1211 N. Glebe Rd., Arlington 527-7474 Hours: 6:30 a.m. to 10:30 p.m. seven days a week. Prices: Breakfast $1.50 to $6.95; lunch $3.25 to $7.95; dinner, soups and appetizers $1.95 to $5.95; sandwiches and entrees $4.95 to $14.95. Cards: Diners Club, American Express, MasterCard, Visa, Carte Blanche. Nonsmoking section available.

The new combination motel/office building that houses Angelo's is built close to the street at the busy intersection of Glebe Road and Washington Boulevard, an area under such rapid development that the anticipated influx of workers looking for food within walking distance should be good news for local eateries.

Angelo's, although not affiliated with the adjacent Comfort Inn Motel, has the look of a sleepy motel coffee shop or restaurant: striped wallpaper in neutral tones of beige and tan, mauve/brown vinyl booths with long benches, and cherry-stained, oversized butcher block tables.

Unquestionably the best bet on the menu is the fish, which is consistently fresh and moderately priced in the $7 to $8 range. I enjoyed a delicate broiled trout amandine, split and boned, and a nicely grilled salmon fillet, although the mediocre Hollandaise sauce was not a plus. My favorite was the whole baby flounder lightly seasoned with oregano and lemon butter. (I was told, however, that an upcoming menu revision will not include this dish.)

As for the rest of the menu, it's a roll of the dice. The appetizers, for example, are rather ho-hum. The generous portion of three thick slices of smoked salmon for $5.95 is ample enough to share, and sharing is a necessity as the salmon is too salty to finish solo. The batter for the chicken nuggets is nicely peppery, but inside the chopped chicken has an unpleasant processed texture. The onion rings are ordinary. Ditto for the onion soup, which is a regular menu item.

But the daily specials tend to be quite good -- for example, a hearty white bean with bacon soup and a rich chicken noodle. Each dinner comes with a choice of the soup du jour or a fresh but ordinary tossed salad. Take the soup.

There are a few Greek touches inspired by the Greek heritage of Angelo's owner and the chef, such as the light and tasty Athenian omelet with fresh tomatoes, black olives and feta cheese, and a decent Greek salad. Unfortunately, the nicely cooked beef shish kebab had been overmarinated, giving the meat a strong aftertaste and mushy texture.

A better beef choice was a special of barbecued baby spare ribs with the tenderness and flavor of well-done pot roast. The sauce was sweet with a faint tang of vinegar.

Gravy turns up where you least expect it, such as the commercial-tasting goo on the shish kebab. On the other hand, the gravy with onions and green peppers was a pleasant twist to the pan-fried calf's liver, which generally was tender although slightly overdone.

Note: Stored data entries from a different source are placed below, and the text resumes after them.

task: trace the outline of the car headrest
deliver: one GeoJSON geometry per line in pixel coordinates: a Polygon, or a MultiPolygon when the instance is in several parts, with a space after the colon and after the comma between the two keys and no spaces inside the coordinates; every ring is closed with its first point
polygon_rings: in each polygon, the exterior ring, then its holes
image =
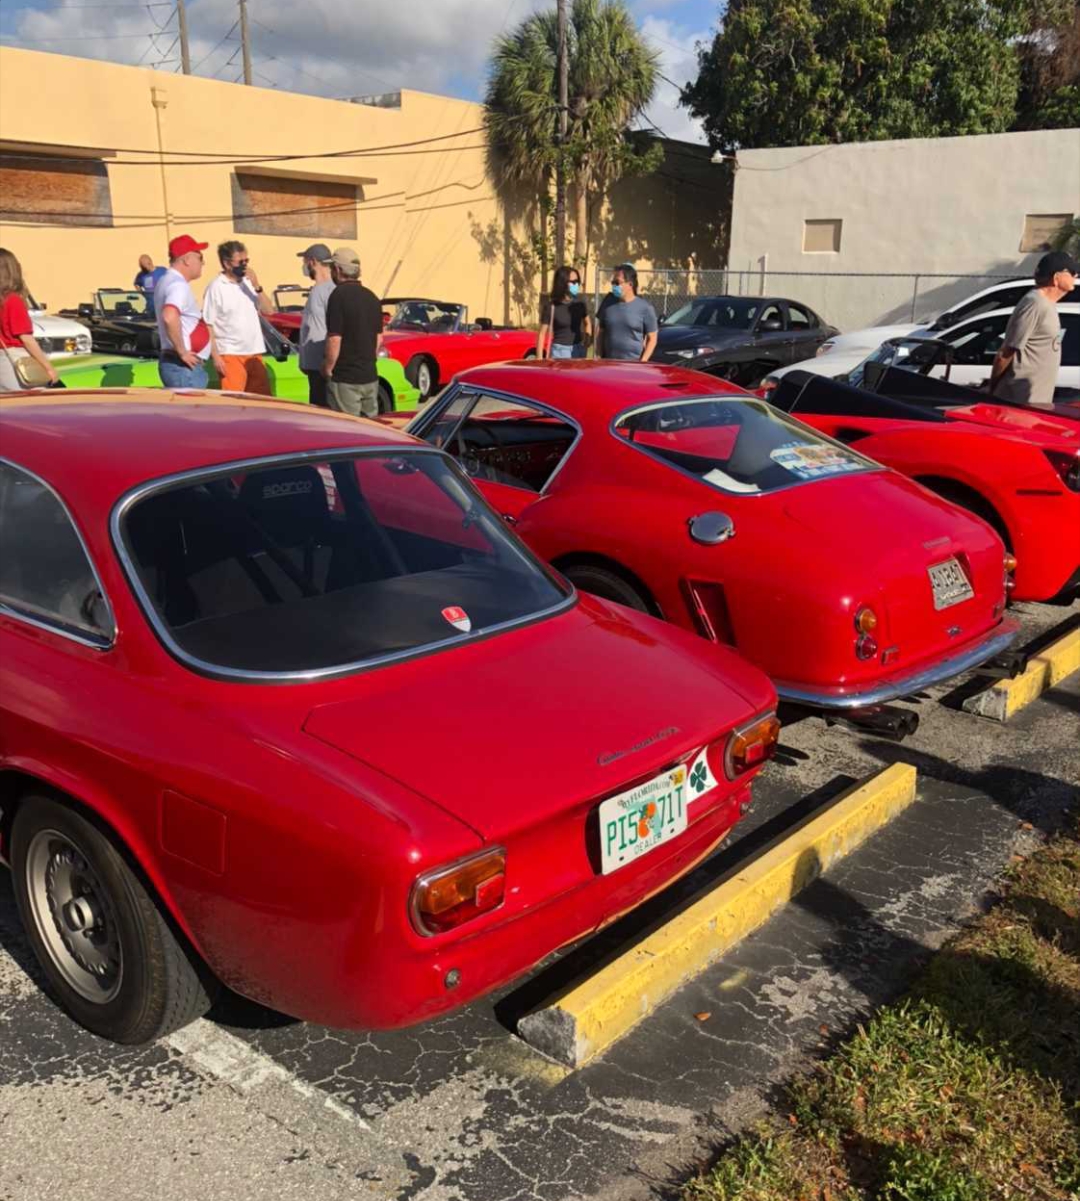
{"type": "Polygon", "coordinates": [[[300,546],[329,521],[326,485],[314,467],[258,471],[240,486],[241,505],[279,546],[300,546]]]}

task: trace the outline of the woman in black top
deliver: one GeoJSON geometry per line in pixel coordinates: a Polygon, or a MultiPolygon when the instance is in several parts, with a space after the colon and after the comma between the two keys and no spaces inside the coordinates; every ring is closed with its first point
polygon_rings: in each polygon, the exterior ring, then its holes
{"type": "Polygon", "coordinates": [[[581,276],[576,267],[555,272],[551,295],[540,313],[536,336],[538,359],[583,359],[592,341],[592,318],[581,295],[581,276]]]}

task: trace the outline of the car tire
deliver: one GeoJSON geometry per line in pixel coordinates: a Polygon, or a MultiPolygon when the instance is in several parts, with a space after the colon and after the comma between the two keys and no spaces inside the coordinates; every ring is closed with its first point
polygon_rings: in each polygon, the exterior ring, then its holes
{"type": "Polygon", "coordinates": [[[562,573],[582,592],[591,592],[603,600],[617,601],[639,613],[651,613],[649,598],[625,576],[596,563],[578,563],[562,569],[562,573]]]}
{"type": "Polygon", "coordinates": [[[386,380],[379,380],[379,412],[392,413],[394,411],[394,394],[390,390],[390,385],[386,380]]]}
{"type": "Polygon", "coordinates": [[[15,902],[50,991],[81,1026],[138,1044],[210,1008],[206,968],[183,945],[113,843],[45,796],[11,831],[15,902]]]}
{"type": "Polygon", "coordinates": [[[421,400],[427,400],[439,382],[439,370],[435,366],[434,360],[423,354],[418,354],[409,360],[409,365],[405,368],[405,375],[409,383],[420,393],[421,400]]]}

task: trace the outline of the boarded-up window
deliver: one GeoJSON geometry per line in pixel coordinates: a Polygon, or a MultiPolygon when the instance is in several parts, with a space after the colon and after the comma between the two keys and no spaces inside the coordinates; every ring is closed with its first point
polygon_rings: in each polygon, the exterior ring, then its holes
{"type": "Polygon", "coordinates": [[[1061,232],[1072,213],[1028,213],[1024,218],[1024,236],[1020,239],[1020,253],[1032,254],[1049,250],[1054,236],[1061,232]]]}
{"type": "Polygon", "coordinates": [[[0,151],[0,220],[112,225],[108,169],[95,158],[0,151]]]}
{"type": "Polygon", "coordinates": [[[232,177],[233,224],[240,234],[349,241],[356,237],[354,184],[280,176],[232,177]]]}
{"type": "Polygon", "coordinates": [[[839,217],[804,221],[802,248],[804,254],[839,254],[840,232],[844,227],[839,217]]]}

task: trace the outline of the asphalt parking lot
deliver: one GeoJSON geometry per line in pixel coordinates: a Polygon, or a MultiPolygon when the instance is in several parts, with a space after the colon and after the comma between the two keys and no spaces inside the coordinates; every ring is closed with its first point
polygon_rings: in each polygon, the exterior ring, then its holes
{"type": "MultiPolygon", "coordinates": [[[[1080,605],[1018,616],[1032,639],[1080,621],[1080,605]]],[[[1007,726],[960,711],[957,691],[922,698],[920,728],[899,746],[817,718],[785,728],[753,811],[684,892],[883,765],[914,764],[918,800],[577,1072],[520,1042],[514,1016],[650,915],[417,1030],[341,1033],[230,1000],[125,1050],[41,993],[0,877],[0,1198],[665,1195],[793,1069],[894,995],[1080,796],[1080,677],[1007,726]]],[[[671,904],[658,898],[651,916],[671,904]]]]}

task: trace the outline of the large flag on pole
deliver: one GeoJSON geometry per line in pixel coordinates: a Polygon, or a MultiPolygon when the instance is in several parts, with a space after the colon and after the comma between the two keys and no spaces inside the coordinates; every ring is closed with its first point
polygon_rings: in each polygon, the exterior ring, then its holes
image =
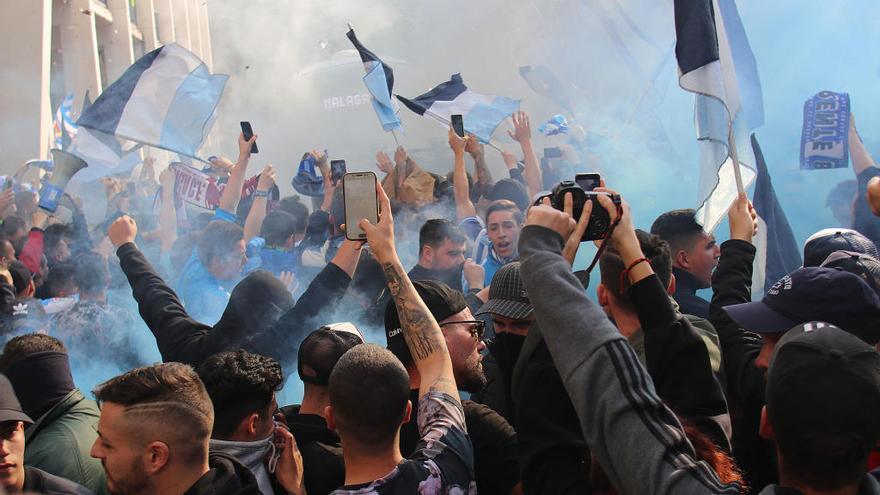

Two Italian-style chicken dishes were disappointing. The chicken breasts bathed in a gentle Marsala wine sauce with mushrooms, and the batter-dipped chicken doratti laced with lemon butter, suffered from tasteless meat.

The red meat sauce on a side dish of spaghetti had an unusual taste -- more like apricots than tomatoes.

Of the desserts, all made elsewhere, the ice cream mud pie and the German chocolate cake are safe choices. The hot apple pie had a breadlike crust and an institutional-tasting apple filling.

While the service is friendly and generally competent, the kitchen does not produce consistently good results. Nonetheless, there is a core of good dishes that might make Angelo's a convenient stop for workers and residents in the immediate area.